How companies can celebrate International Women’s Day at work
1. Make it a learning opportunity for your team
In solidarity with this year’s theme, we partnered with the United Nations Institute for Training and Research (UNITAR) and other leading experts to develop a collection of free courses to empower and educate your teams. Here are three free courses that you can quickly import and deploy to your employees today:
Free International Women’s Day Course #1 – Getting Your Voice Heard
Assertiveness is a core leadership skill – one that many women in lack. Alison Theaker, CEO and Founder of business coaching business, The Spark, dissects how women in the workplace can come across as assertive and not aggressive.
Free International Women’s Day Course #2 – Women’s Entrepreneurship
UNITAR introduces the challenges of female entrepreneurship and how to overcome these unique gendered constraints.
Free International Women’s Day Course #3 – The Importance of Women in Disasters
UNITAR explores how disasters disproportionately affect women and how having more women in leadership for Disaster Risk Reduction improves outcomes for all.
Thank you to our fantastic partners who have contributed to this courseware, including UNITAR and The Spark.
2. Show your support on social media using #ChooseToChallenge
A simple way to show recognition, support, and spread awareness of International Women’s Day is to take part in the #ChooseToChallenge social media campaign.
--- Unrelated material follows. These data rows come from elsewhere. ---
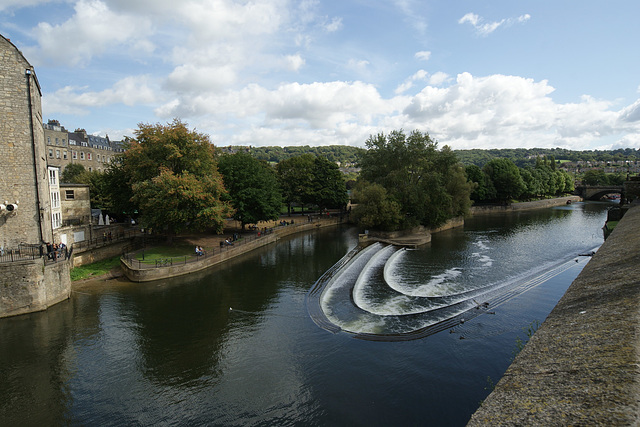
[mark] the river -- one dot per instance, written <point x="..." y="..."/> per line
<point x="236" y="345"/>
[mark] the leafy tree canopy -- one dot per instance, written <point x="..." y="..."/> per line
<point x="428" y="184"/>
<point x="253" y="188"/>
<point x="173" y="178"/>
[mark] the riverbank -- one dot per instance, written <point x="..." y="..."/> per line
<point x="582" y="366"/>
<point x="140" y="272"/>
<point x="536" y="204"/>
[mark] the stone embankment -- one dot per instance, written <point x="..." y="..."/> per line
<point x="536" y="204"/>
<point x="582" y="366"/>
<point x="138" y="272"/>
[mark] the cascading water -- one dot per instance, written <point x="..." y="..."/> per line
<point x="384" y="292"/>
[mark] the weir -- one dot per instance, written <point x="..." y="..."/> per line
<point x="581" y="367"/>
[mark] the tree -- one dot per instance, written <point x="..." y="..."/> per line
<point x="174" y="179"/>
<point x="483" y="188"/>
<point x="328" y="187"/>
<point x="253" y="188"/>
<point x="428" y="185"/>
<point x="296" y="179"/>
<point x="374" y="208"/>
<point x="595" y="177"/>
<point x="506" y="179"/>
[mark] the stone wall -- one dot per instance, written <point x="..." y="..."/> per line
<point x="28" y="286"/>
<point x="582" y="366"/>
<point x="22" y="141"/>
<point x="25" y="286"/>
<point x="537" y="204"/>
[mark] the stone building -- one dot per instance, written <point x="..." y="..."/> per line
<point x="91" y="151"/>
<point x="28" y="281"/>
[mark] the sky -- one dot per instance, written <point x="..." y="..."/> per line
<point x="471" y="74"/>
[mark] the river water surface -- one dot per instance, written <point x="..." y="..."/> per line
<point x="236" y="345"/>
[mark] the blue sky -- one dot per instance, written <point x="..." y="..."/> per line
<point x="492" y="74"/>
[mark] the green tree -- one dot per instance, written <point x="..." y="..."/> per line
<point x="506" y="179"/>
<point x="328" y="186"/>
<point x="595" y="177"/>
<point x="429" y="185"/>
<point x="483" y="188"/>
<point x="174" y="179"/>
<point x="375" y="209"/>
<point x="253" y="188"/>
<point x="296" y="179"/>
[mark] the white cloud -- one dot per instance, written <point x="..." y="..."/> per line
<point x="360" y="66"/>
<point x="508" y="111"/>
<point x="294" y="62"/>
<point x="130" y="91"/>
<point x="91" y="31"/>
<point x="11" y="4"/>
<point x="409" y="82"/>
<point x="485" y="28"/>
<point x="438" y="78"/>
<point x="631" y="113"/>
<point x="423" y="55"/>
<point x="334" y="25"/>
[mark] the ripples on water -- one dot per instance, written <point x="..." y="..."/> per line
<point x="391" y="292"/>
<point x="172" y="353"/>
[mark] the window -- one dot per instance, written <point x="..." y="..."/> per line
<point x="55" y="200"/>
<point x="53" y="177"/>
<point x="56" y="220"/>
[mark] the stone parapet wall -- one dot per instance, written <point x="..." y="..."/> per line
<point x="582" y="366"/>
<point x="28" y="286"/>
<point x="537" y="204"/>
<point x="178" y="269"/>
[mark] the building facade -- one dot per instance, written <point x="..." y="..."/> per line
<point x="29" y="281"/>
<point x="91" y="151"/>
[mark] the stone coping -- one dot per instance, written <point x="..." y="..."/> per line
<point x="582" y="365"/>
<point x="149" y="274"/>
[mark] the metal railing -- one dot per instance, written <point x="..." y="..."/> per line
<point x="131" y="255"/>
<point x="132" y="259"/>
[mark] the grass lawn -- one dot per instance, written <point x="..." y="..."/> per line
<point x="96" y="269"/>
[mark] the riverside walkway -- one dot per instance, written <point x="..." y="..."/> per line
<point x="137" y="271"/>
<point x="582" y="366"/>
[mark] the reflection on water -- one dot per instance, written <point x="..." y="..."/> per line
<point x="172" y="352"/>
<point x="388" y="293"/>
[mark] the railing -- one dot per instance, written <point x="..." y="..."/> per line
<point x="26" y="252"/>
<point x="22" y="253"/>
<point x="141" y="264"/>
<point x="105" y="239"/>
<point x="131" y="255"/>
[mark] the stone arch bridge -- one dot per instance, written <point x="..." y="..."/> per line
<point x="596" y="192"/>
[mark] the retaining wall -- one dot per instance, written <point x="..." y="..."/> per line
<point x="537" y="204"/>
<point x="582" y="366"/>
<point x="149" y="274"/>
<point x="28" y="286"/>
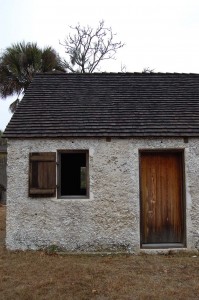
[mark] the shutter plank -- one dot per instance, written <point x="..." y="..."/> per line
<point x="42" y="178"/>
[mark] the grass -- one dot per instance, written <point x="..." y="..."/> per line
<point x="41" y="275"/>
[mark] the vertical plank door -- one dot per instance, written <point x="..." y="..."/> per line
<point x="162" y="211"/>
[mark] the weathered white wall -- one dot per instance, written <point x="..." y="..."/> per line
<point x="109" y="219"/>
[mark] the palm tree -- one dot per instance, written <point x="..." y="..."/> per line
<point x="18" y="65"/>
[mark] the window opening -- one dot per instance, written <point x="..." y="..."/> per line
<point x="73" y="174"/>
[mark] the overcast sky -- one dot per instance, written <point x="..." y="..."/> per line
<point x="162" y="35"/>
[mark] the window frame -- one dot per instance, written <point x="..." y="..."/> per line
<point x="59" y="196"/>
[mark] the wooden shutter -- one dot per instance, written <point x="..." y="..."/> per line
<point x="42" y="177"/>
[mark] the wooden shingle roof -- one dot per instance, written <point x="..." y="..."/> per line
<point x="108" y="105"/>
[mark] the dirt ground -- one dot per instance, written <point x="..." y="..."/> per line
<point x="41" y="275"/>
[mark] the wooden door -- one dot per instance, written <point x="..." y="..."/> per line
<point x="162" y="211"/>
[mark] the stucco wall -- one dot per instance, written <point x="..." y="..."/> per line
<point x="109" y="219"/>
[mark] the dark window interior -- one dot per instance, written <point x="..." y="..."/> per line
<point x="73" y="174"/>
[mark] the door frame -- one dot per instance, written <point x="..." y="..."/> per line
<point x="167" y="245"/>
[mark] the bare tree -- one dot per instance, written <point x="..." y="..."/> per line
<point x="148" y="70"/>
<point x="87" y="47"/>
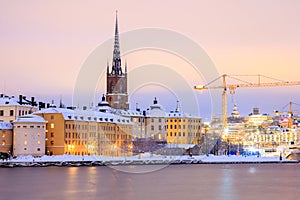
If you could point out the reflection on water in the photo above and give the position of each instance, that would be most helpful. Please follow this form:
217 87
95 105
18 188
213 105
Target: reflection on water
184 182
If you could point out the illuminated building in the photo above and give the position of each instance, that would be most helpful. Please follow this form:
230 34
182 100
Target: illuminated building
86 132
29 136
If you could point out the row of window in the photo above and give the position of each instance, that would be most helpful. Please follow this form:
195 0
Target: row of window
38 142
12 113
183 126
179 134
93 127
189 120
38 149
159 127
31 126
38 134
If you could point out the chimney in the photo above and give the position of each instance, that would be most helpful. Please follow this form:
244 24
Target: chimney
32 101
155 100
20 99
255 111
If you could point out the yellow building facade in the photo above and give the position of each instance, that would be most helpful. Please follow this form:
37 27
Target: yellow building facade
11 108
83 132
6 136
183 128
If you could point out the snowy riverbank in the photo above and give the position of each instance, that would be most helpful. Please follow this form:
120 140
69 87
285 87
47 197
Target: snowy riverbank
69 160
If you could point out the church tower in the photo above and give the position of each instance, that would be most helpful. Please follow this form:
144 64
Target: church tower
116 86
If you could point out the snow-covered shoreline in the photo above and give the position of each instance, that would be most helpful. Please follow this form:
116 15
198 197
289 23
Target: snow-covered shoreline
145 159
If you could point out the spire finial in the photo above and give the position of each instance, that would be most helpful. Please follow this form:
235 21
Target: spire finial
177 107
116 52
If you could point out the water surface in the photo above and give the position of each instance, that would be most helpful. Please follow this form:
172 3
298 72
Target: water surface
185 182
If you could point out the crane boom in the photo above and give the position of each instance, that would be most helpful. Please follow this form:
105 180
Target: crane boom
233 87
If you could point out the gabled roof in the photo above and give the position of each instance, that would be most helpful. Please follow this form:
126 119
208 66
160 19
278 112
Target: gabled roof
87 115
6 126
30 119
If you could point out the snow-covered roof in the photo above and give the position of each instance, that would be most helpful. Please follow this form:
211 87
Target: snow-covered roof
13 101
131 113
180 115
8 101
5 126
182 146
30 119
87 115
Take a photo of yourself raising your hand and share it on your preferred platforms using #ChooseToChallenge and #IWD2021 to show your commitment to calling out gender biases and inequality.
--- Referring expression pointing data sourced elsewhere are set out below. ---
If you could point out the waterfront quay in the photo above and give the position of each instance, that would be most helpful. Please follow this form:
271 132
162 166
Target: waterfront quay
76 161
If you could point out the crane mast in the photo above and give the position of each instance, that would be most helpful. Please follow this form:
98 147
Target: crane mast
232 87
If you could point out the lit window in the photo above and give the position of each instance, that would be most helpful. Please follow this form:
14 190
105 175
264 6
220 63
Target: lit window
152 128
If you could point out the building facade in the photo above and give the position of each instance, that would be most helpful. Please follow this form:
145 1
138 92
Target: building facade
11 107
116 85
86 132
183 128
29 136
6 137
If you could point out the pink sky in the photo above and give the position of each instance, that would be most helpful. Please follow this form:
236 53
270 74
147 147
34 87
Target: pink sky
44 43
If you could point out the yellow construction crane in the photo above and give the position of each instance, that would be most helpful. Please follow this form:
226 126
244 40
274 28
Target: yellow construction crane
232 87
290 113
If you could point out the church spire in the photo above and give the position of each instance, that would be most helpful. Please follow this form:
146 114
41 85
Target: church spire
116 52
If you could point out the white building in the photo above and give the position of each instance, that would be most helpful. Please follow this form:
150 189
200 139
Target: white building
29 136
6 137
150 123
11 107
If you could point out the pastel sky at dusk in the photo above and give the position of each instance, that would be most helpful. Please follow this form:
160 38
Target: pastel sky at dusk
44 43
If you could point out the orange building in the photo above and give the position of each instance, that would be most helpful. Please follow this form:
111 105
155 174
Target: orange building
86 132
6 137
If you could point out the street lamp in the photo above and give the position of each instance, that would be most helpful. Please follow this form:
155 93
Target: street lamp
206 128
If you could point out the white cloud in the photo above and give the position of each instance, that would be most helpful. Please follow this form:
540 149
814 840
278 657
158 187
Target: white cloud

3. Include people of all genders in the conversation
Some people might assume that International Women’s Day is only for women. In reality, we need everyone regardless of gender to become equal advocates for human rights.
This could look like deliberately bringing men into gender inclusion programs – as organisations who do so have a 96 per cent adoption rate compared to only 30 per cent of companies where men were not engaged – or increasing the number of female board members and senior leaders, which has been shown to increase profit margins, improve problem solving and creating a more resilient, innovative and adaptable environment.
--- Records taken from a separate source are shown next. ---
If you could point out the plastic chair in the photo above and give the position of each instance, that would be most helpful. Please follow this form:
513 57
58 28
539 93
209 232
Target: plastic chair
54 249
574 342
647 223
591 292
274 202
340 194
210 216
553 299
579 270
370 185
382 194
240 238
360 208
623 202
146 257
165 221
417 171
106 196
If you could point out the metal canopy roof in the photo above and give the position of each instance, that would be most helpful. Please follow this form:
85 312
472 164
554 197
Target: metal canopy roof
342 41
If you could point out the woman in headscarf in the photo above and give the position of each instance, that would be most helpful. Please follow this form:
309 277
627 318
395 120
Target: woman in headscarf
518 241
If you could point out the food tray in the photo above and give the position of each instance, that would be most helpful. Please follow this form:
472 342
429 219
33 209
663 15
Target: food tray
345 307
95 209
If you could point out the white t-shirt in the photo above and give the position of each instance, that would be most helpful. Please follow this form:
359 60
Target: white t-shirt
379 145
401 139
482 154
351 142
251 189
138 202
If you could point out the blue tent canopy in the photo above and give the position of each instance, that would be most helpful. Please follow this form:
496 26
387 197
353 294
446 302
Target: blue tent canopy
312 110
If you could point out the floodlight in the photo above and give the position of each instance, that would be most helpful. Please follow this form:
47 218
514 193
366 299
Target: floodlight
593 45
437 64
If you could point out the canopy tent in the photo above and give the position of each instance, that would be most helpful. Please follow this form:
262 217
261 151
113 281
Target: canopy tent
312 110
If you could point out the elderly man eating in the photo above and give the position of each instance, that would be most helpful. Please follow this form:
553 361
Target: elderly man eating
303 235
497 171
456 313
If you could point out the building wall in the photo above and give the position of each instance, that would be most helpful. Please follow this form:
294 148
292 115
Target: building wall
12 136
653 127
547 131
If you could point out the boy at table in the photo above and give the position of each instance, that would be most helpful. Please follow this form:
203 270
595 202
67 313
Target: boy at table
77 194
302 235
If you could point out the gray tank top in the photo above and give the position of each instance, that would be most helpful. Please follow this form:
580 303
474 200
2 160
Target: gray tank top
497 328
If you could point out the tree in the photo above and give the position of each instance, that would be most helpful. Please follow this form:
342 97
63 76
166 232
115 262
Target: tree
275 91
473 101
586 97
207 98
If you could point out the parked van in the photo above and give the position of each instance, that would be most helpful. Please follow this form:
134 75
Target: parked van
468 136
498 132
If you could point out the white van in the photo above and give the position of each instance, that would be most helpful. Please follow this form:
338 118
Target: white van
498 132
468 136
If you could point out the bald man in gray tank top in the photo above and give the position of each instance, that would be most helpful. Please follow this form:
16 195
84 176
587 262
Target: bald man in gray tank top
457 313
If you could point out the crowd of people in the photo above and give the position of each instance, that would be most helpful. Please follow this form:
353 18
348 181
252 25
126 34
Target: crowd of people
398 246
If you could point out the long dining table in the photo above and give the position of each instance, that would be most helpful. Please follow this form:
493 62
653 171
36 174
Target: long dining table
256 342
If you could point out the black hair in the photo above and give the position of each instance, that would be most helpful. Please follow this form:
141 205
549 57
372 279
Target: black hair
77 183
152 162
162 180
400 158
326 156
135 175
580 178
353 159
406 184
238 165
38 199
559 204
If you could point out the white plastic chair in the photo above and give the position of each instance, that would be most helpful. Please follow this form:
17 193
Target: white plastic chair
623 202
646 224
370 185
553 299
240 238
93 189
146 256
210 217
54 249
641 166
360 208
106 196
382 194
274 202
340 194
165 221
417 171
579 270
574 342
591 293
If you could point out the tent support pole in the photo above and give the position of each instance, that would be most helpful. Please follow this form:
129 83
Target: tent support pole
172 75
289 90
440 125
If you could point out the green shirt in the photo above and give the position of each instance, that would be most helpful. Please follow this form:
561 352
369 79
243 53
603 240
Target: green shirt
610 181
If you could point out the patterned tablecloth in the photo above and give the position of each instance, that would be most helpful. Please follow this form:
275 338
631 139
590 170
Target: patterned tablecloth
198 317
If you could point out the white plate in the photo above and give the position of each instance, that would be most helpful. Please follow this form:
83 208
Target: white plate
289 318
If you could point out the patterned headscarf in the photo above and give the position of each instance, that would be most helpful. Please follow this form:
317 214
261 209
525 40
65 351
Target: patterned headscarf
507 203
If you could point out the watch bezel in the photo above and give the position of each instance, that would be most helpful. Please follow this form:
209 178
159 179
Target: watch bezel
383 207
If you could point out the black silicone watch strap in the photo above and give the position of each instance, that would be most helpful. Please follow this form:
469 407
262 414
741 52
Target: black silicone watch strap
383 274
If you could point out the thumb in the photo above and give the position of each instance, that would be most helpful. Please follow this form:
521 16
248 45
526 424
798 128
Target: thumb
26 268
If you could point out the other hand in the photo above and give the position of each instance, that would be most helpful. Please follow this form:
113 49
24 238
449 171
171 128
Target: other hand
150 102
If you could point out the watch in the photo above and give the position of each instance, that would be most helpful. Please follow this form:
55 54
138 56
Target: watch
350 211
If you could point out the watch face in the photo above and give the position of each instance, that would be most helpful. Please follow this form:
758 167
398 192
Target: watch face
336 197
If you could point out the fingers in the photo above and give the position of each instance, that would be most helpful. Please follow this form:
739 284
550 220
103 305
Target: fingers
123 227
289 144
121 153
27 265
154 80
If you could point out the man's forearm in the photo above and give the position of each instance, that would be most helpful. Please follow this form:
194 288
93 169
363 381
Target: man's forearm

4. Reevaluate policies and programs
According to McKinsey’s Women in the Workplace 2020 report, women have been disproportionately affected by the Covid pandemic. Women are more likely to have been laid off, furloughed, or have had to leave the workforce to care for their children or dependents.
That’s why creating an inclusive and supportive work environment is essential to achieving gender equality at work. As a starting point, consider reevaluating policies and programs regarding:
- Diversity and inclusion training for internal recruitment
- Equitable parental leave for both mothers and fathers
- Support for women returning to work after parental leave
- Flexible work days and hours, where possible
- Leadership programs, mentorship, or coaching opportunities for women
- Compensation and salary equality
5. Host or attend an online panel
Sharing knowledge is the key to accelerating equal rights. Encourage your team to either put together a virtual event to celebrate International Women’s Day or provide them with some online panel suggestions that discuss gender gaps or share actionable insights relevant to their particular industry.
The International Women’s Day website has listed some great events.
6. Donate to charity
As a company, consider making a donation to women’s organizations that your team cares about. You can also tie in a challenge with your team, such as running a 10K, so that they can fundraise more donation money with their networks.